As the owner of a vacation property, you’re probably only using the space for a few weeks or months throughout the year. If your property is sitting vacant for long periods of time, you should consider becoming an Airbnb host. This way you can make the most of your rental property and earn an extra income without having to do a ton of work.
Even if you already rent your property through other means, you can still become an Airbnb host to give yourself additional options. Airbnb has one of the largest user bases of any vacation rental platform, so you’re maximizing your exposure to new customers by becoming a host. While Airbnb gives you a great opportunity to earn more money, there are also costs associated with becoming a host. Here is a financial breakdown of becoming an Airbnb host, including some of the costs, as well as tips and tricks to help you make money by renting your property.
The Costs of Becoming an Airbnb Host
It’s completely free to become an Airbnb host. There is no charge to create an account and no charge to list your property for rental. You will only be charged once you actually start booking reservations. However, in order to make the most out of your finances as a host, it’s important to be aware of the costs. These are some of the expenses associated with becoming an Airbnb host:
- Taxes: this one is tricky because taxes can vary greatly depending on where you live. So it’s important to do your own research on taxes for your city and state. However, there are some universal instructions for federal taxes. If you only rent out your property for 14 days or less per year, you don’t have to pay taxes on rental income. But if you rent out your property for more than 14 days, you’ll have to pay taxes on the income and file a Schedule E along with your tax return. You may also need to fill out additional tax forms if you rent out your property often. IRS Form 1099-K is required for any host that earns more than $20,000 on their property and has more than 200 reservations during the calendar year.

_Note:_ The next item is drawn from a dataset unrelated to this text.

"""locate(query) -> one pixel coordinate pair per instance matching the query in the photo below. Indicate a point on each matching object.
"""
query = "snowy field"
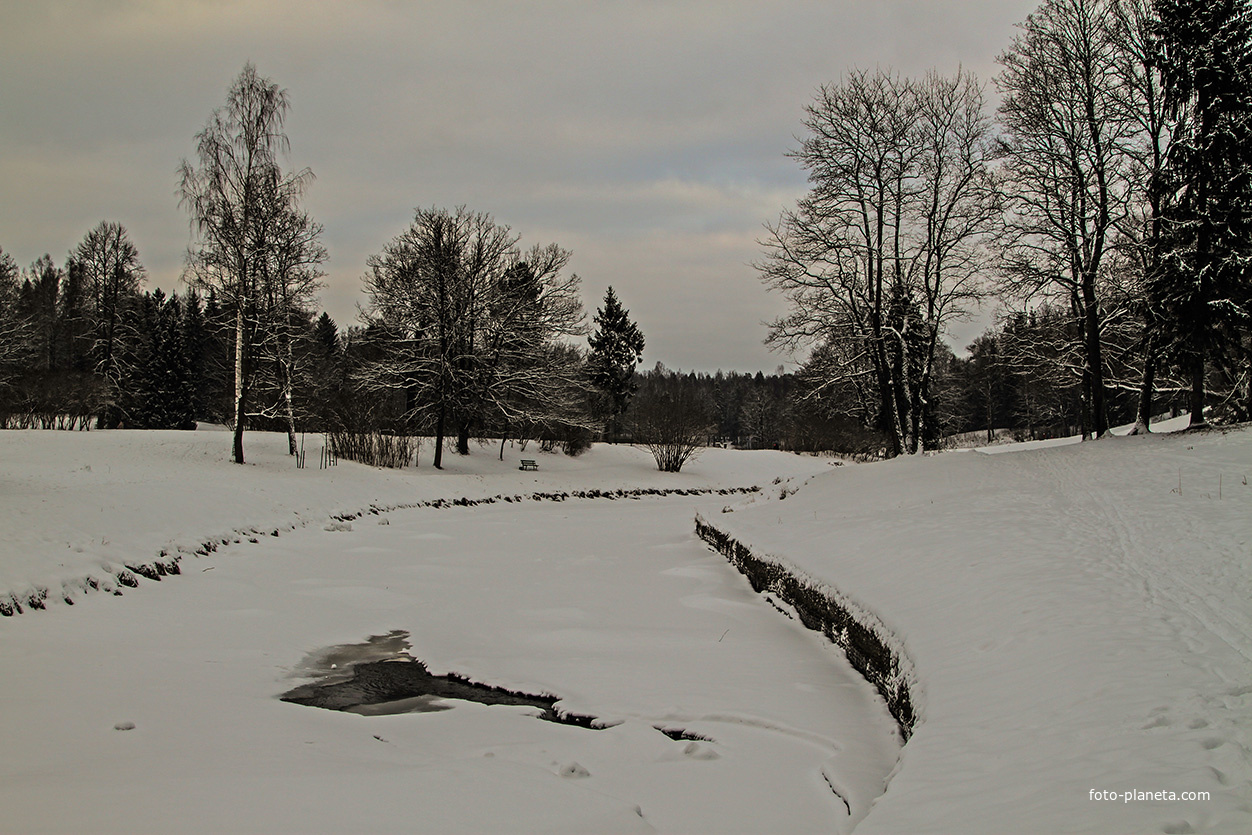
(1077, 620)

- Fees: since there is no charge to list your rental property, this is how Airbnb makes money on your bookings. Basically, there are two service fee options: 1) shared host and guest fees or 2) host-only fees. The first is the standard setting for Airbnb hosts. Shared hosts and guest fees place more of the expense on the guest—hosts are usually only charged 3% on the booking subtotal. However, the host fee can be higher if you are an Airbnb Plus host or your listing has a Super Strict cancellation policy. On the other hand, host-only fees are significantly higher. The benefit of this option is that hosts have more control over what the guest will pay. However, the host-only fee ranges between 14-20% since they are covering all of the service costs.
- Home Rental Insurance: Most domestic insurance carriers consider short-term renting to be a “commercial activity,” which isn’t covered by traditional homeowners policies. When you entrust your property to a paying short-term rental guest, giving them the keys to your house, insurance contracts begin to break down and big gaps in coverage occur. Common gaps would be damage caused by a guest such as fire, vandalism, theft, lost business income, bed bugs, and a plethora of liability concerns surrounding the potential injury to a guest.
Cities recognize the same concern and are struggling to find common ground regulation for the local vacation rental market. Many communities have passed ordinances and laws which all have some type of insurance requirement (for example: Las Vegas, Nashville, and Washington D.C.). For details on more cities view our Short-Term Rental Regulations Map. Finding the best policy to comply with city requirements can be difficult. Ultimately, hosts need a solid short-term rental insurance policy that meets city ordinances and responds to risks common to these rentals.
How to Make Money as an Airbnb Host
Making money as an Airbnb host is all about price and availability. Obviously, the more days and nights that you rent out your property, the more money that you’ll make. And your price point will determine how much you profit from each stay. However, it can be tricky to weigh one versus the other. If you have a high price point, you will be making more money per stay, but you may not have as many guests interested. If you have a lower price point, you could get more bookings, but you may be undercharging them. In order to determine your Airbnb pricing strategy, you need to do market research and calculate your potential booking schedule, amongst other things.
Once you become an Airbnb host, it’s important to keep track of your finances. Not only should you be monitoring how much rental income you’re bringing in, but also how much you’re spending on upkeep. As the owner of the property, you’ll need to spend money on houseware, toiletries, cleaning services, etc. (Note: you can opt to have cleaning services charged to the guest, but this could drive away potential customers) In order to properly monitor your earnings and profit margin from Airbnb, you should consider setting up a separate bank account. By using an account with instant notifications, you can easily keep track of every time you receive a new payment from Airbnb. In fact, some people prefer to use separate banking accounts so much that they actually have a different account for every single property they own. With the right financial strategy and rental property, there is a lot of money to be made by becoming an Airbnb host.
There’s a reason why Airbnb is one of the most popular rental platforms. They have a huge user base that will give you plenty of opportunities to book guests. If your rental property is going unused for large portions of the year, consider becoming an Airbnb host to earn additional income and make your property work for you.